There is an uneasy mismatch between the purposes of tech companies and clinicians. As Janson and Thornton argued in 2019, there is a strong need for more collaborative relationships between tech companies, clinicians, researchers and regulators to make and adapt devices for use in diverse clinical trials. As Independent Healthcare and Medtech Growth Consultant Steve Parr puts it: “Given the years and millions of dollars it typically takes to develop a new drug, and the high trial failure rate in some areas, it seems odd that clinical trials have yet to take full advantage of digital biomarkers.”

However, the current pandemic has shown the potential of public/private collaborations that may carry over into future research and innovation. And with this immense mobilisation of effort has come renewed interest from tech companies in analysing health data to improve health and social problems. An example is the six-second walk test to assess walking capacity in Parkinson’s patients. It is a biomarker known and used by all clinicians. Wearables that track movement could offer real-time, granular data to give a much richer picture of movement dynamics and the potential for variable treatment regimes. Parr says:

“Focusing on clinical endpoints and using well designed non-invasive wearable technology can provide trial programmes with real-time monitoring and millions of real world data points from a patient each day. As well as improving data quality and trial effectiveness, this approach also improves patient recruitment and retention.”

Jacob Skinner, CEO of Thrive, says clinical trials need a third way between greater bespoke functionality than an off-the-shelf wearable would offer, while still being relatively cost-effective. That’s where companies like Thrive come in.

“We help companies design systems with a combination of configured sensors, tuned into a given trial design requirement”, he says. “There are often misconceptions in terms of the barriers to developing solutions like this, but as these building blocks become more qualified and reusable, we are seeing an increase in interest across the board.

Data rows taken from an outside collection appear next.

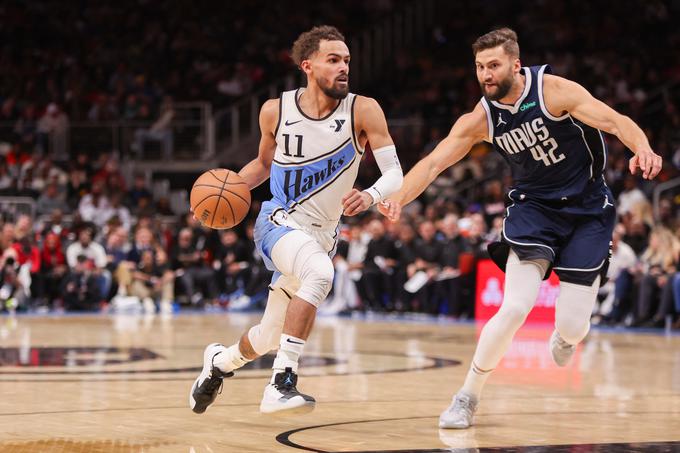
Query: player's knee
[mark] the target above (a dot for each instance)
(515, 314)
(264, 338)
(571, 329)
(317, 279)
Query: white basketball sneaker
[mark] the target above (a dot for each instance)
(282, 396)
(208, 384)
(560, 350)
(460, 413)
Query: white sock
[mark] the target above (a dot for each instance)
(290, 349)
(522, 281)
(231, 359)
(475, 380)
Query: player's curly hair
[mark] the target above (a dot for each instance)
(308, 42)
(505, 37)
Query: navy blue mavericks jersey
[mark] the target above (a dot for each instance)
(552, 158)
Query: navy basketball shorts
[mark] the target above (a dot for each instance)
(574, 236)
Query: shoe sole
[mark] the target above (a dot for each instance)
(304, 408)
(554, 358)
(445, 426)
(206, 370)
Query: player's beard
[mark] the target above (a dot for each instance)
(503, 88)
(332, 91)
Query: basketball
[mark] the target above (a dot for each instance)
(220, 199)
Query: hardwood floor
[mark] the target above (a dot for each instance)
(120, 384)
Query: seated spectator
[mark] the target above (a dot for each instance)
(379, 263)
(232, 267)
(94, 253)
(616, 292)
(81, 289)
(50, 200)
(118, 210)
(192, 270)
(27, 255)
(448, 285)
(151, 280)
(428, 251)
(94, 206)
(406, 256)
(52, 267)
(13, 291)
(659, 264)
(138, 191)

We have developed pre-clinical trial systems in three months, which is incredibly fast.”

As already outlined, participant adherence, attrition and misuse of wearable devices in trials is an ongoing practical problem, which can seriously affect the reliability and validity of data. However, tech companies like Thrive can help solve these issues through quality design and strategic capability. Built-in sensors can report and alert the user if a device is incorrectly positioned. Good design can also help alleviate problems. Take wearables worn on the wrist: designers can build a ratchet clasp to tighten to the correct fitting automatically. The sensor surface can be bigger or more accurately curved to create a better fit.

Thrive has the expertise and tools to rapidly design and produce bespoke, low-cost wearable technology that will accurately track the biomarkers required for individual clinical challenges, uniquely configured for that particular challenge, and delivered in a user-friendly form.

Wearables look set to transform the landscape of clinical trials, delivering richer results more efficiently and with considerable potential cost-savings. With the potential to significantly improve trial outcomes, creating better medicines and interventions, save lives and enhance the quality of life. We are very positive about the progress being made in between  innovators, clinicians, researchers and regulators. It is now very clear that embracing  wearable technology in trial design is already offering transformative benefits to all stakeholders.